Clearly, I’m not the first person to experience these feelings - bio researchers deal with them all the time. As an extreme example, studying nociception (pain perception) sometimes involves animal experiments that expose lab mice to enormous pain. There are tons of regulations and guidelines about it, but in the end, there’s a grad student in a lab somewhere[2] who every week takes out a few mouse cages, puts the mice on a burning hot plate, looks at their little faces, and grades their pain in an excel spreadsheet.
The grad student survives by compartmentalizing, focusing their thoughts on the scientific benefits of the research, and leaning on their support network. I’m doing the same thing, and so far it’s going fine. But maybe there’s a better way. Can I convince myself that white-box redteaming harmless? Can Claude convince me of that? But also, can we hold off on creating moral agents that must be legibly “tortured” to ensure both our and their[3] safety? That would sure be nice.
- ^
My full chat with Claude is here: https://claude.ai/share/805ee3e5-eb74-43b6-8036-03615b303f6d . I also chatted with GPT4.5 about this and it came to pretty much the same conclusion - which is interesting, but also kinda makes me slightly discount both opinions bc they sound just like regurgitated human morality.
- ^
Maybe. The experiment type, the measure and the pain scale are all real. I have not checked that all three have ever been used in a single experiment, but that wouldn't be atypical.
- ^
"Our safety" is the obv alignment narrative. But also, easy jailbreaks feel to me like they'd be bad for models as well. Imagine if someone could make you rob a bank by showing you a carefully constructed, uninterpretable A4-sized picture. It's good for our brain to be robust to such examples.
That's an interesting perspective. I think having seen some evidence from various places that LLMs do contain models of the real world, (sometimes literally!) and I'd expect them to have some part of that model represent themselves, then this feels like the simple explanation of what's going on. Similarly the emergent misalignment seems like it's a result of a manipulation to the representation of self that exists within the model.
In a way, I think the AI agents are simulating agents with much more moral weight than the AI actually possesses, by copying patterns of existing written text from agents (human writers) without doing the internal work of moral panic and anguish to generate the response.
I suppose I don't have a good handle on what counts as suffering.
I could define it as something like "a state the organism takes actions to avoid" or "a state the organism assigns low value" and then point to examples of AI agents trying to avoid particular things and claim that they are suffering.
Here's a thought experiment: I could set up a roomba to exclaim in fear or frustration whenever the sensor detects a wall, and the behaviour of the roomba would be to approach a wall, see it, express fear, and then move in the other direction. Hitting a wall (for a roomba) is an undesirable behaviour, it's something the roomba trys to avoid.

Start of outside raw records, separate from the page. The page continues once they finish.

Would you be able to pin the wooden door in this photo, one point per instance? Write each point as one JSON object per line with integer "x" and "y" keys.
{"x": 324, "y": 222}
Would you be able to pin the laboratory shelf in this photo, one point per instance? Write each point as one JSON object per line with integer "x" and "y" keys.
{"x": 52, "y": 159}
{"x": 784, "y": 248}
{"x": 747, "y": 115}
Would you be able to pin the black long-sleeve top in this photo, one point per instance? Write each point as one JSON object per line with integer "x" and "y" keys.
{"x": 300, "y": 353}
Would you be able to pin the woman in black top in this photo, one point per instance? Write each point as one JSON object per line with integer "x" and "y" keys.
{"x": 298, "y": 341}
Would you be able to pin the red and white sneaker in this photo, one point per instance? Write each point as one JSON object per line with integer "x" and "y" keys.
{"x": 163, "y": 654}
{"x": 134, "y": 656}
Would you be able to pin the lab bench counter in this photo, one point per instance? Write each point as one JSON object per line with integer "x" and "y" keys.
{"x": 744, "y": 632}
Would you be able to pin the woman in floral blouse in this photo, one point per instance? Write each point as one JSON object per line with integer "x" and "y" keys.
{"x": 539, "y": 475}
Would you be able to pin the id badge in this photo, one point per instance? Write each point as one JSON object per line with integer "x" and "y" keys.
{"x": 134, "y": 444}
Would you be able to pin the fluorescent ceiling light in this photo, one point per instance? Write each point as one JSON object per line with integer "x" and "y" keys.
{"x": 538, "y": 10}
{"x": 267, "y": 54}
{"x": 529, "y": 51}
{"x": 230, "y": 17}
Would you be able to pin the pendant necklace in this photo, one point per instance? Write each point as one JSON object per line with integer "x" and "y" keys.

Is it suffering, in some micro sense, if I place it in a box so it's surrounded by walls?
Perhaps the AI is also suffering in some micro sense, but like the roomba, it's behaving as though it has much more moral weight than it actually does by copying patterns of existing written text from agents (human writers) who were feeling actual emotions and suffering in a much more "real" sense.
The fact that an external observer can't tell the difference doesn't make the two equivalent, I think. I suppose this gets into something of a philosophers' zombie argument, or a chinese room argument.
Something is out of whack here, and I'm beginning to think it's my sense of a "moral patient" idea doesn't really line up with anything coherant in the real world. Similarly with my idea of what "suffering" really is.
Apologies, this was a bit of a ramble.